Rather than gaining financially from her original invention, she and her coworkers decided to waive the patent. Today, about 20 ETEMs are used by academia and industry, with each machine costing up to $10 million. Although ETEMs are still expensive, Gai’s altruism enabled a key scientific tool to become more widely accessible. Firms that sell the microscope include FEI and Hitachi.

Since developing ESTEM, Gai has been using it to identify novel catalysts at the University of York’s JEOL Nanocentre, which she helped create and where she is codirector. Japan-based electron microscope maker JEOL is a major sponsor of the center.

What really makes Gai tick is identifying chemical reactions and developing catalysts that could one day benefit fields such as medicine and sustainable materials. Among her research projects, Gai and colleagues have been developing antibiotic nanoparticles to control infections in medical implants.

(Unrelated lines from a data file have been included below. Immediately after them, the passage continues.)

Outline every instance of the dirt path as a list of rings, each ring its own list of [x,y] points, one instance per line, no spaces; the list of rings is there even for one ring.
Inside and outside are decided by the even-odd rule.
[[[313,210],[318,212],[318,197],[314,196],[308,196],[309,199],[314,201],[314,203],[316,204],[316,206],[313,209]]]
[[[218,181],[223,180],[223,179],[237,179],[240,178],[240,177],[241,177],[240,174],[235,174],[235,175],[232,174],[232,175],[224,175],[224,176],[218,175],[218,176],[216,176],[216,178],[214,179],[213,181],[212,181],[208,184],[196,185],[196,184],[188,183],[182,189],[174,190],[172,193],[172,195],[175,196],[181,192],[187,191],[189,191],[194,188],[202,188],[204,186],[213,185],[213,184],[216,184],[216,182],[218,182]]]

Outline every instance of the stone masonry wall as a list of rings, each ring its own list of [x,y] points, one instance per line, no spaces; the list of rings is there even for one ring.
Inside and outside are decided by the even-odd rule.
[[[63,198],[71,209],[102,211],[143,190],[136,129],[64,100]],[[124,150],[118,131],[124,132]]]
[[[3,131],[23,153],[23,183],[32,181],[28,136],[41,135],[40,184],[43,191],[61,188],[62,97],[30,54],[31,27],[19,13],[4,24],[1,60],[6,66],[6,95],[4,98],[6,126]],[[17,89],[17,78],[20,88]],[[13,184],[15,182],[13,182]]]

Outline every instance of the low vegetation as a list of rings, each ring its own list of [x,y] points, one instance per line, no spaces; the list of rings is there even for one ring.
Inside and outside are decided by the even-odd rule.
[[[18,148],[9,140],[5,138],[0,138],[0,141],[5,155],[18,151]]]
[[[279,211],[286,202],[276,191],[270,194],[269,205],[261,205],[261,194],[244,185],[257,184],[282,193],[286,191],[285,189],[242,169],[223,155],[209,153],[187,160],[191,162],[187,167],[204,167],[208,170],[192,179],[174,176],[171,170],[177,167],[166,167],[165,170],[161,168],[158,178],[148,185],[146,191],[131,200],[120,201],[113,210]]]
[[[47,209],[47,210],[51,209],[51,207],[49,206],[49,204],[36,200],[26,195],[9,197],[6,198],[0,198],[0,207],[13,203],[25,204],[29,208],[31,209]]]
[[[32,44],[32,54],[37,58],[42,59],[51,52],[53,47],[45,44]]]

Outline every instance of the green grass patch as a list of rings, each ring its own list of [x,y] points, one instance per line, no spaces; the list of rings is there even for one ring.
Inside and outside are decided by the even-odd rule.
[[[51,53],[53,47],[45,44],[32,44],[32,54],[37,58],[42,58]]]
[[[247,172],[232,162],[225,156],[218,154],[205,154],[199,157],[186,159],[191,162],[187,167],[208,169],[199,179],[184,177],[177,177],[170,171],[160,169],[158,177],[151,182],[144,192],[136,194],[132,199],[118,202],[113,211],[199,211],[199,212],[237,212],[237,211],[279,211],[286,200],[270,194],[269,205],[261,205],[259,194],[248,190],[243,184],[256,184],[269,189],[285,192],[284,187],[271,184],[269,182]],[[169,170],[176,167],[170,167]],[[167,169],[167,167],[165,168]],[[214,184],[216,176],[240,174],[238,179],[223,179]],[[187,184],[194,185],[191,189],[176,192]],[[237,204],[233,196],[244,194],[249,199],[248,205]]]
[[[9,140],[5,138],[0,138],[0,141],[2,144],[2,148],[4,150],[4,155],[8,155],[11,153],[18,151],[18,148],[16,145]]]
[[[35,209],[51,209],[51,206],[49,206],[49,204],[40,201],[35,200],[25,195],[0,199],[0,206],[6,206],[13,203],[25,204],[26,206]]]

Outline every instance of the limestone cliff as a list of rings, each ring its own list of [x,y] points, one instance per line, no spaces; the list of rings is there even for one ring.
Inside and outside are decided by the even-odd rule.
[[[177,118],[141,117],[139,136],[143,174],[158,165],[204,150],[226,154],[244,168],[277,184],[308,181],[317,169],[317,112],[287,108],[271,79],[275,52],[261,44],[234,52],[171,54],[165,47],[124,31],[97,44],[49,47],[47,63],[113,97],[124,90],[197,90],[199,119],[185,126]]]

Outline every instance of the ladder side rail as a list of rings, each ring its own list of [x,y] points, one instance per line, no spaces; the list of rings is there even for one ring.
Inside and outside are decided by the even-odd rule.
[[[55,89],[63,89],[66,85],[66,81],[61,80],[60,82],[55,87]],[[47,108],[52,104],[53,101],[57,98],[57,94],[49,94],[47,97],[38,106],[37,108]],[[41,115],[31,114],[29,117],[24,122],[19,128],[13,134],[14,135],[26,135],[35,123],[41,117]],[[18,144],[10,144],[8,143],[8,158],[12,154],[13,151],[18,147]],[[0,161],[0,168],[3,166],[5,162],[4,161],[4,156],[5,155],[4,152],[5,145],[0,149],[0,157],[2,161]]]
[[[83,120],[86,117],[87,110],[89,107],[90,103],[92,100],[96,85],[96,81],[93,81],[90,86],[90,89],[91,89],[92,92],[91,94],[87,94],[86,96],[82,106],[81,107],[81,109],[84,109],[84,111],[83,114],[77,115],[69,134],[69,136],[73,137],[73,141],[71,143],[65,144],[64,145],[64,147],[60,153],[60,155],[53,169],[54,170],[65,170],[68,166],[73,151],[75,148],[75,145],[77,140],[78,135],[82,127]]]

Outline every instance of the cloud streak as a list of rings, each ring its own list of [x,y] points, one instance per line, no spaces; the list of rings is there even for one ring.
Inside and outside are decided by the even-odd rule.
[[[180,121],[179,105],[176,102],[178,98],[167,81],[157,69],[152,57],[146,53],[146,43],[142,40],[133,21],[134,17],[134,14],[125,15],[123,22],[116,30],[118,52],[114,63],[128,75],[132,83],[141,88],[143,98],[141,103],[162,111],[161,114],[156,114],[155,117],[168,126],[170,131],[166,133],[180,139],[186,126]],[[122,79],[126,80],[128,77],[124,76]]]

To date, Gai has published 250 peer-reviewed scientific papers and coauthored nine books. And she has no plans to slow down. “It’s even more exciting now,” she says of her career.

Over the past year, Gai secured about $3 million in funding from the Engineering & Physical Sciences Research Council, a U.K. government agency, to develop nanoparticle catalysts at the nanocenter. She’s adding to the more than 100 scientists at the six-year-old center by recruiting several postdocs to work on the project.

Weather forecasters are predicting particularly heavy rain in England this winter. Expect ESTEM, and Gai, to be busy.